It is obviously not a crisis involving a shortage of money. These investment funds appear to handle enormous amounts of assets, as demonstrated, for example, by the article in this issue on the operations of these funds in Mozambique. On one hand, it is not easy for the public to understand how these funds work. On the other hand, there is a rather clear and similar message implicit in all of them: we can offer you, the investor, “attractive returns”, i.e., good profits. And due to the competition among all these different funds, what investors are looking for are investments that can generate better returns, bigger profits, with little concern for the activity involved or where it is carried out – as long as there is a good “climate” that ensures the “safety” of investments. This is what is happening, for example, in many countries of the global South where governments have opened their doors to these investors.

The high unemployment in the countries where the big investment funds are based and the tragedies suffered by the individuals, families and communities affected appear to be of little concern to them: what moves them, above all, is the search for opportunities to increase their capital.

Judging by the information published by the investment funds themselves, the crisis doesn’t affect them. They repeatedly talk about “opportunities” and display unbridled ambition. They would have us believe that planting thousands of hectares of industrial plantations can improve the living conditions of rural communities.

In fact, however, when these communities find themselves affected by large-scale industrial tree plantation projects, they face the beginning or worsening of a situation of genuine crisis. Conflicts over land, the loss of biodiversity, threats to food sovereignty, problems with water resources, and labour conflicts among the minority of community members who obtain employment are some of the impacts most widely denounced by local communities.

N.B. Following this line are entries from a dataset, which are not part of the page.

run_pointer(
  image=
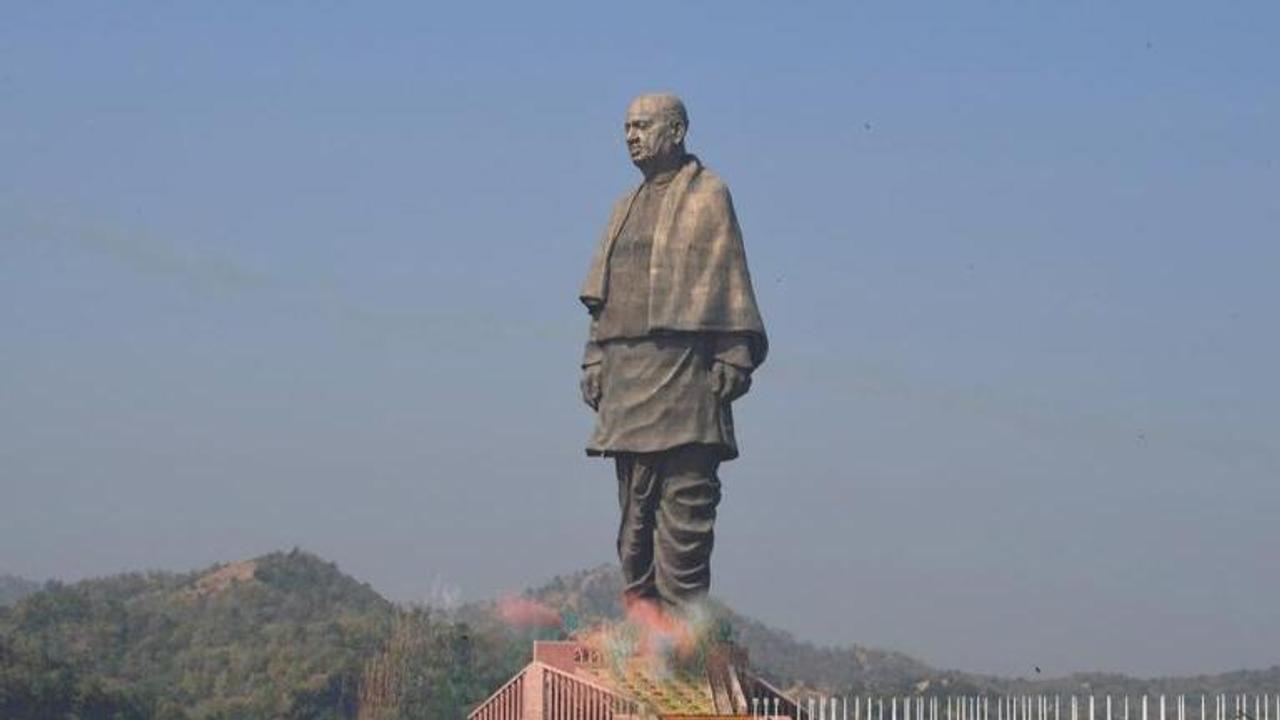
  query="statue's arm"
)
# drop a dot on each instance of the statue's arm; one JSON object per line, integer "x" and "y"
{"x": 734, "y": 349}
{"x": 592, "y": 352}
{"x": 732, "y": 365}
{"x": 592, "y": 356}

There is another, more profound crisis behind this: the choice made by governments who facilitate private investment in mega projects and do not prioritize policies to address the most urgent needs and most basic rights of the majority of the population. WRM has never come across a single case of the promotion of large-scale monoculture tree plantations in which communities have been duly consulted, or their rights have been respected. What’s more, these communities often have very different proposals: they ask for support to promote family and peasant farming, to have access to housing, and to high quality, differentiated education that is geared to their own reality, among other requests. Usually, governments claim that they do not have the resources needed to comply with these requests.

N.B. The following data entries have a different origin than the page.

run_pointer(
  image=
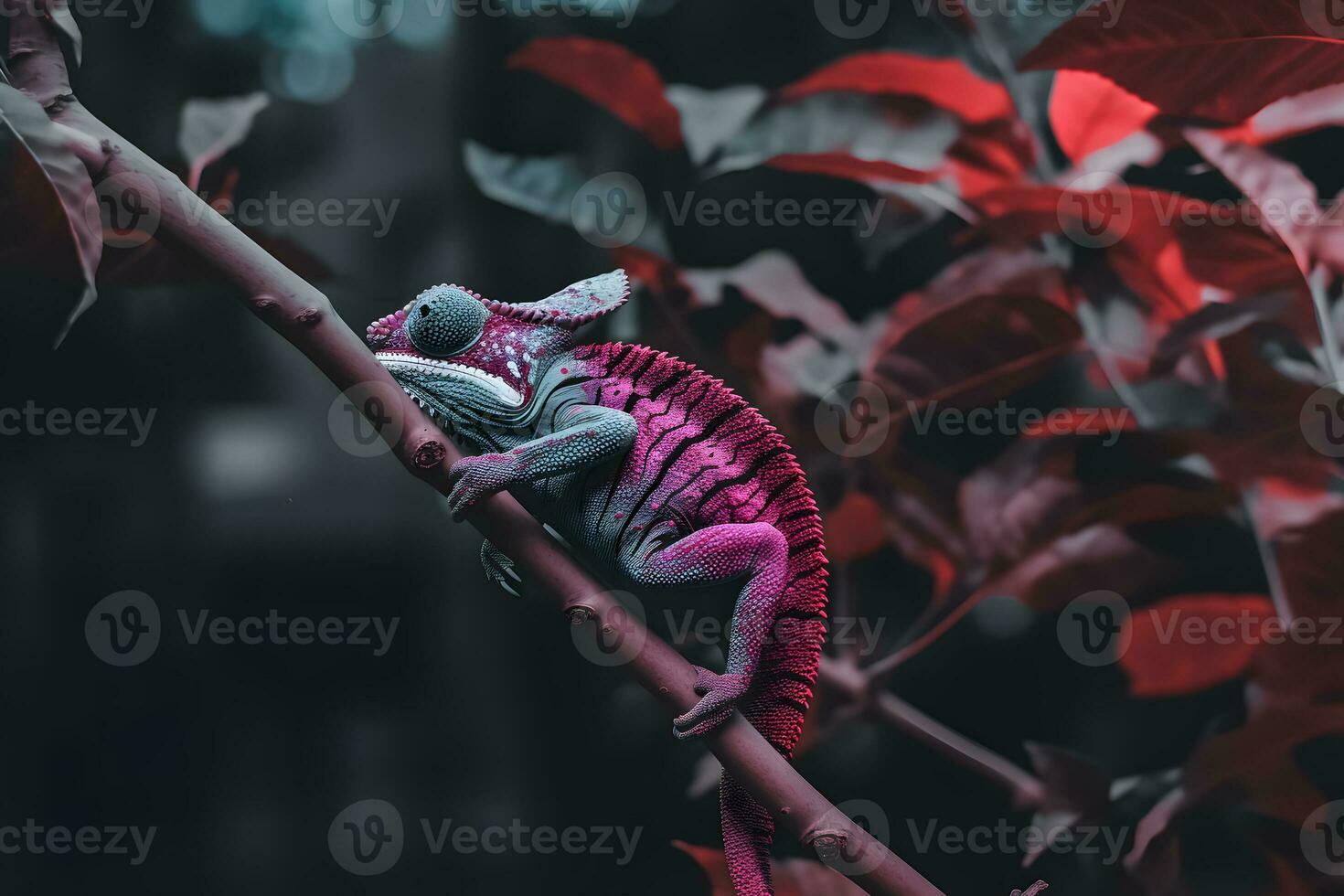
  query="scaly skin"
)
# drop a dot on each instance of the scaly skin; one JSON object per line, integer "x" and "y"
{"x": 660, "y": 475}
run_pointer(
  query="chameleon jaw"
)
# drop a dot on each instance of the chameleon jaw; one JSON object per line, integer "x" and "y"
{"x": 433, "y": 367}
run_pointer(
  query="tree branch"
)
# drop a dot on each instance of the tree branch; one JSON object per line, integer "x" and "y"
{"x": 304, "y": 317}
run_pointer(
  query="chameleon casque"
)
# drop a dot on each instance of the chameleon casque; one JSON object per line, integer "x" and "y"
{"x": 657, "y": 473}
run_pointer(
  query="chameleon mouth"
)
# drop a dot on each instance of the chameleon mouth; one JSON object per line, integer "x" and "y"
{"x": 434, "y": 367}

In fact, however, the investment required to satisfy these demands is minuscule, especially compared to the sums of money mobilized for investment in agribusiness and other activities that cause severe impacts on the population and the environment. Moreover, these large-scale projects tend to be provided with resources, guarantees and public incentives – in which a growing role is also being played by big public banks in the countries of the global South – generally for the purpose of producing raw material or merchandise that is exported and/or accessible only to a minority of the population, in order to maintain a system of production and consumption that is largely excessive and destructive to the environment.

The insistence on this path – on this model that serves the logic of the accumulation of capital for a small elite, while social and environmental inequalities are maintained and increased – is perhaps one of the worst crises that the world is facing today.